Имелась и такая ветка, в которой вообще не было народов, не было Матерей Польш, не было розетки солнцеворота вокруг замка в Норемберке, равно как и горящих в небе надписей "Total Mobilaufmachung" и "Сильные, сплоченные, готовые", вот только я то ответвление вообще не могу вспомнить. Хотя ведь оно было, такое же крепкое, такое же реальное, как Ewiger Tannenberg или ваша слезливая история жалости над самой собою. Но я его не могу о нем даже толком поразмыслить, настолько сильно впитался я в Мать Польшу и Германию.
А в той вашей плачущей истории вы вообще идентичные. Вы и немцы. Вам-то кажется, будто бы вы совершенно другие, только это неправда. И это различие вы очень сильно переживаете: полякам немцы кажутся надменными, агрессивными, враждебными, но они же порядочные и солидные, полякам ведь нравятся немецкие автомобили; это страх, смешанный с ненавистью и восхищением.
Поляки же немцам кажутся грязными, неорганизованными, склонными к безумию; это презрение, смешанное с отвращением, но, одновременно, с восхищением, как у того печального германского солдата, который, подавляя выступления в Варшаве, задумчиво сказал: а ведь я тоже мог бы быть партизаном, красиво быть партизаном, если бы только был поляком…

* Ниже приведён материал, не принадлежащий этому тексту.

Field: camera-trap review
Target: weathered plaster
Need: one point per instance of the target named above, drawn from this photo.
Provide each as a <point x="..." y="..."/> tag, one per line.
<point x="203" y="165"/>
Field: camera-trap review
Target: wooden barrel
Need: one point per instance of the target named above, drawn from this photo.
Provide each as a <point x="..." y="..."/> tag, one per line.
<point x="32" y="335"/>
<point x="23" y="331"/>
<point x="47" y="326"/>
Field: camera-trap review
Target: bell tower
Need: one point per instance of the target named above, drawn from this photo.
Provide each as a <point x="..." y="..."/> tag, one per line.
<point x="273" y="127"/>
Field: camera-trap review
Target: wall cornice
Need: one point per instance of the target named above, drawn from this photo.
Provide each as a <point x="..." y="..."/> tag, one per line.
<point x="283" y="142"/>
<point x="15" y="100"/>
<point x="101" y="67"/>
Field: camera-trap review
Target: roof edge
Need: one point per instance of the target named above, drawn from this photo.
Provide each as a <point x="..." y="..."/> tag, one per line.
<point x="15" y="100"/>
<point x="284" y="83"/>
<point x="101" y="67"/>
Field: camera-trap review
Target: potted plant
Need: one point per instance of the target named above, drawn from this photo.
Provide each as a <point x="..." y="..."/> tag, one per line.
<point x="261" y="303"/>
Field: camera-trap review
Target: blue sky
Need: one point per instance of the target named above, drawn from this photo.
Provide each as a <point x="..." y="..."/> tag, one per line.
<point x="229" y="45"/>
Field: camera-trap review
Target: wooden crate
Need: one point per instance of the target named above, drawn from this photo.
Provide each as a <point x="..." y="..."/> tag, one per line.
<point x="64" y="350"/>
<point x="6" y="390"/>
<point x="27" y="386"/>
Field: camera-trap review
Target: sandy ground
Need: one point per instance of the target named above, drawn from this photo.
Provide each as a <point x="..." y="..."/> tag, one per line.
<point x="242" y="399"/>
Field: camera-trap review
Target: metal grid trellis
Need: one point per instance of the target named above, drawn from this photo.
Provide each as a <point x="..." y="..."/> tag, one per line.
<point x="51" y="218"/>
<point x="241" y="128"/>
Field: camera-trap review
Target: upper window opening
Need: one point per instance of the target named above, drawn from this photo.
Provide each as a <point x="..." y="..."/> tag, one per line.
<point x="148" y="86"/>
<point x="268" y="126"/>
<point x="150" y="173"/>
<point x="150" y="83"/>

Ведь и поляков, и немцев, всех вас вообще трогают столь подобные проблемы: вы народы, родившиеся из романтической сублимации. Не так как французы или американцы, которые родились из политики, в эпоху дурацкой веры в мозги. Вы родились эпохой позднее, в эпоху веры в дух: дух народа, кроющегося не в государственных учреждениях (хотя кое-кто мог бы верить в это), но в общности, какой бы это ни было иллюзией. Для немцев это Blut und Boden, Кровь и Земля; для поляков — Король Дух, dziecelina и 'swierzop [52] , шляхетская усадебка, в которой в Извечном Грюнвальде нарождаются маленькие аантропы, нарождаются ради убийства немецких аантропов. Шопен и Шуберт. Шуберт и Шопен.
52
dziecielina — клевер, повилика, трилистник; 'swierzop — куриная слепота, дикая редька или дикая горчица. Но вообще-то это аллюзия к началу "Пана Тадеуша" Адама Мицкевича":
Do tych p'ol malowanych zbozem rozmaitem, Wyzlacanych pszenica, posrebrzanych zytem; Gdzie bursztynowy 'swierzop, gryka jak 'snieg biala, Gdzie panie'nskim rumie'ncem dziecielina pala …
("К пшенице налитой, на золото похожей, К полям, расцвеченным серебряною рожью, Где желтый курослеп в гречихе снежно-белой, Где клевер покраснел, как юноша несмелый…" (перевод С. Мар (Аксеновой).)